Besides, what constitutes an artistic choice is highly subjective. One could argue that in sound mixing, deciding what ambient noises to place in the background of a scene is art, even if it is only to re-create the noise that was present when the scene was actually recorded. How then, is deciding which objects are to penetrate the 3D threshold any less artistic? Why is colorizing a coat red in Schindler’s List so “artistic”, and not a “gimmick” then? Or for that matter simply slapping a red filter over a lens and shooting an entire movie that way? Moreover, why does 3D only have to launch objects from the screen? That’s just an uninspired imagination. More can, and has been done with it.

I’m just not sure what the objection here is to 3D as a legitimate part of filmmaking. Its evolution is certainly in line with historical technical developments of the other basic properties of film, and certainly has been used artistically, and has undeniable artistic potential. Whether the uses to date fit an individual’s perceptions of art is irrelevant. It fits the definition. Moreover, there is historical precedent of the desire to create and view images in 3D all the way back to early 1900s with the advent of photography. If history is any indication, 3D is not going to go away. If anything, like the other elements of cinema, the technology will continue to improve and filmmakers will continue to explore its potential until all but the “art” films will be in 3D. Like it or not. And like it or not, Cameron seems to be the director who has turned that corner, whether one appreciates his artistry or not.

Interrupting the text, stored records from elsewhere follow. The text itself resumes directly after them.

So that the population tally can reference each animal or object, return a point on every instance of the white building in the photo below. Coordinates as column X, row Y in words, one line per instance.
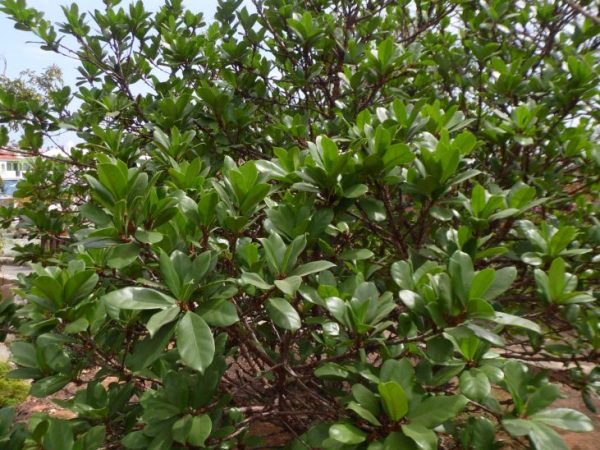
column 12, row 167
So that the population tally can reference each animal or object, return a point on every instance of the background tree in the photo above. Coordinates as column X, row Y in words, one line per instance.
column 366, row 224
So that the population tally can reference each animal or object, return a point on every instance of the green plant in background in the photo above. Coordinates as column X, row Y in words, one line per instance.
column 366, row 225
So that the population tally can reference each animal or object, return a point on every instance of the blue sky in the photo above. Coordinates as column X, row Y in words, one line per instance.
column 20, row 54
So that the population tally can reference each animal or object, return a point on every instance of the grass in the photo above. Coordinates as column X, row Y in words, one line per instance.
column 12, row 392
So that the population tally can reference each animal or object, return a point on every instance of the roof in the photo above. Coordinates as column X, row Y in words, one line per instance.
column 7, row 155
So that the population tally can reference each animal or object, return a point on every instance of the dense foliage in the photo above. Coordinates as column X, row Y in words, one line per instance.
column 336, row 224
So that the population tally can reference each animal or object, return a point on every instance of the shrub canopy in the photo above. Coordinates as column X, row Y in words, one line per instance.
column 331, row 224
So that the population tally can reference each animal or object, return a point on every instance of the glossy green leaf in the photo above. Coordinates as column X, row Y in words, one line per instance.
column 195, row 342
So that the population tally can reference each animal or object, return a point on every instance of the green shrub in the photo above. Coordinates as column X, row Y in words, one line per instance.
column 366, row 225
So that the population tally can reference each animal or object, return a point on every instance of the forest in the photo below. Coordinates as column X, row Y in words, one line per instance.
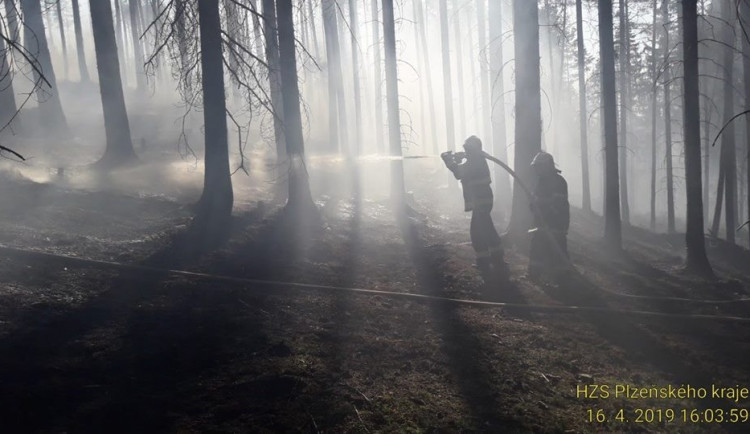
column 374, row 216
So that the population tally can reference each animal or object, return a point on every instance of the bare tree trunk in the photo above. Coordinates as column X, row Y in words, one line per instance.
column 300, row 200
column 377, row 64
column 528, row 133
column 668, row 121
column 337, row 104
column 420, row 16
column 354, row 28
column 461, row 88
column 447, row 79
column 694, row 239
column 484, row 71
column 8, row 107
column 728, row 137
column 612, row 222
column 498, row 100
column 586, row 194
column 50, row 109
column 624, row 107
column 653, row 116
column 274, row 79
column 116, row 125
column 215, row 208
column 61, row 25
column 82, row 68
column 140, row 73
column 745, row 16
column 394, row 117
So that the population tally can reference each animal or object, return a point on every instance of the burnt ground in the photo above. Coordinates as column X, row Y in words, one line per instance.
column 86, row 347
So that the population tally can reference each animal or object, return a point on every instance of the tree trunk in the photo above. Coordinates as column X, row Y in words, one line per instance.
column 354, row 29
column 461, row 88
column 274, row 79
column 668, row 120
column 394, row 117
column 694, row 239
column 82, row 68
column 528, row 132
column 745, row 14
column 583, row 112
column 728, row 136
column 498, row 100
column 300, row 200
column 377, row 82
column 624, row 107
column 215, row 208
column 337, row 105
column 61, row 25
column 8, row 107
column 50, row 109
column 116, row 125
column 612, row 222
column 485, row 73
column 447, row 79
column 140, row 73
column 421, row 19
column 653, row 116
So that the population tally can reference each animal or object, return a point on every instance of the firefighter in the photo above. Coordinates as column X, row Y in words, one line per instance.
column 472, row 170
column 549, row 242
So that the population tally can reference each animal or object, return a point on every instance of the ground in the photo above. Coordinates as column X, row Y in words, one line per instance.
column 89, row 346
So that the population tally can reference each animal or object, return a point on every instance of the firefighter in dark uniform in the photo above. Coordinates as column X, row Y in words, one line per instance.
column 472, row 170
column 549, row 242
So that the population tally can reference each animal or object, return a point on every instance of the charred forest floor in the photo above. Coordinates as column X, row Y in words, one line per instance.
column 87, row 348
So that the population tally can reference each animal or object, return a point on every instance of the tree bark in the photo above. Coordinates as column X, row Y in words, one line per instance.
column 668, row 121
column 119, row 148
column 447, row 78
column 140, row 73
column 215, row 207
column 497, row 83
column 50, row 109
column 82, row 67
column 694, row 239
column 421, row 18
column 624, row 107
column 528, row 132
column 377, row 82
column 612, row 222
column 394, row 117
column 728, row 159
column 61, row 26
column 583, row 112
column 300, row 200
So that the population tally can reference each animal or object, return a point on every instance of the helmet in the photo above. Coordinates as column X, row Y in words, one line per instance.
column 473, row 144
column 544, row 161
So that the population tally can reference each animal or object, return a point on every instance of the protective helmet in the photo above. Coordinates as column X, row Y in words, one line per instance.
column 544, row 161
column 473, row 144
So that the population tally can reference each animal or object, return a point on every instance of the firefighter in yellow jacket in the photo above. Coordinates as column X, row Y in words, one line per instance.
column 471, row 169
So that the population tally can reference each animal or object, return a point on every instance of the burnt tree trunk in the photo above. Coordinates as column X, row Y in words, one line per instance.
column 50, row 109
column 81, row 54
column 119, row 148
column 497, row 83
column 528, row 133
column 215, row 206
column 300, row 200
column 583, row 112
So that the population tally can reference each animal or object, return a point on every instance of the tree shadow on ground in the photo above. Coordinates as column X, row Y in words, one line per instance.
column 639, row 344
column 465, row 354
column 120, row 361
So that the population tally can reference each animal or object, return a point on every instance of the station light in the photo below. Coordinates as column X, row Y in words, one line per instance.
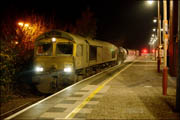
column 21, row 24
column 150, row 2
column 39, row 69
column 53, row 39
column 26, row 25
column 153, row 50
column 155, row 21
column 144, row 50
column 68, row 69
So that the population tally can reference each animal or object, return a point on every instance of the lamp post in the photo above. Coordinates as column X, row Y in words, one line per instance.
column 159, row 38
column 165, row 36
column 178, row 75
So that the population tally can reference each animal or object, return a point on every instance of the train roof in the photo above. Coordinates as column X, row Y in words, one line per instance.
column 74, row 38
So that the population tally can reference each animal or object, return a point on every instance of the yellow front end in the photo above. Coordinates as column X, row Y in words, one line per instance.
column 53, row 64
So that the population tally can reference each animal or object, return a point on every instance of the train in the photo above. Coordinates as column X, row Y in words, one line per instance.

210. Kirk, James T. - February 14, 2010

206: Anthony, RE Overseas,

Whilst i agree with what you have said for the most part, i hope that Paramount do more than pray for the non-english speaking countries to watch Star Trek before 2012 – even if they do watch it, theres nothing to say that they’ll like it.

I was talking to a mate of mine who’s a huge Marvel fan and come hell or high water will go see Spidey at the cinema – even if it’s crap – i think it will all come down to who has the bigger fan-base, SPider-Man or Star Trek; if Trek is knocked off the top spot with 4 days then that will be quite a bit of a disaster for Trek’s long term reputation with the fickle mainstream audience.

211. John in Canada, eh? - February 15, 2010

So… new Spiderman film focuses not on ‘villain fighting,’ but on ‘teenage angst’. And for that they break out the 3-D. Yay.

Trek will win this Box Office showdown.

212. dmduncan - February 15, 2010

209: “Hollywood has produced more films that merely posses sound and color than those which actually make an artistic statement with them.”

That is very true. Most films do not. However, the point is not how a particular filmmaker decides to use sound and color but the creative possibilities that sound and color offer and which I am suggesting are not as available for (current) 3D. Whether any given director chooses to explore those possibilities is a different question from whether they have possibilities to explore.

I won’t say 3D has no possibilities because I can imagine using it in limited ways, but ways which current technology will not yet allow.

But if we get to the point of plugging into 4D virtual realities, all bets are off. That would probably be more powerful and more prone to abuse than any drug on the planet, and movies, 3D or 2D, probably won’t matter much to people obsessed with full immersion experiences then.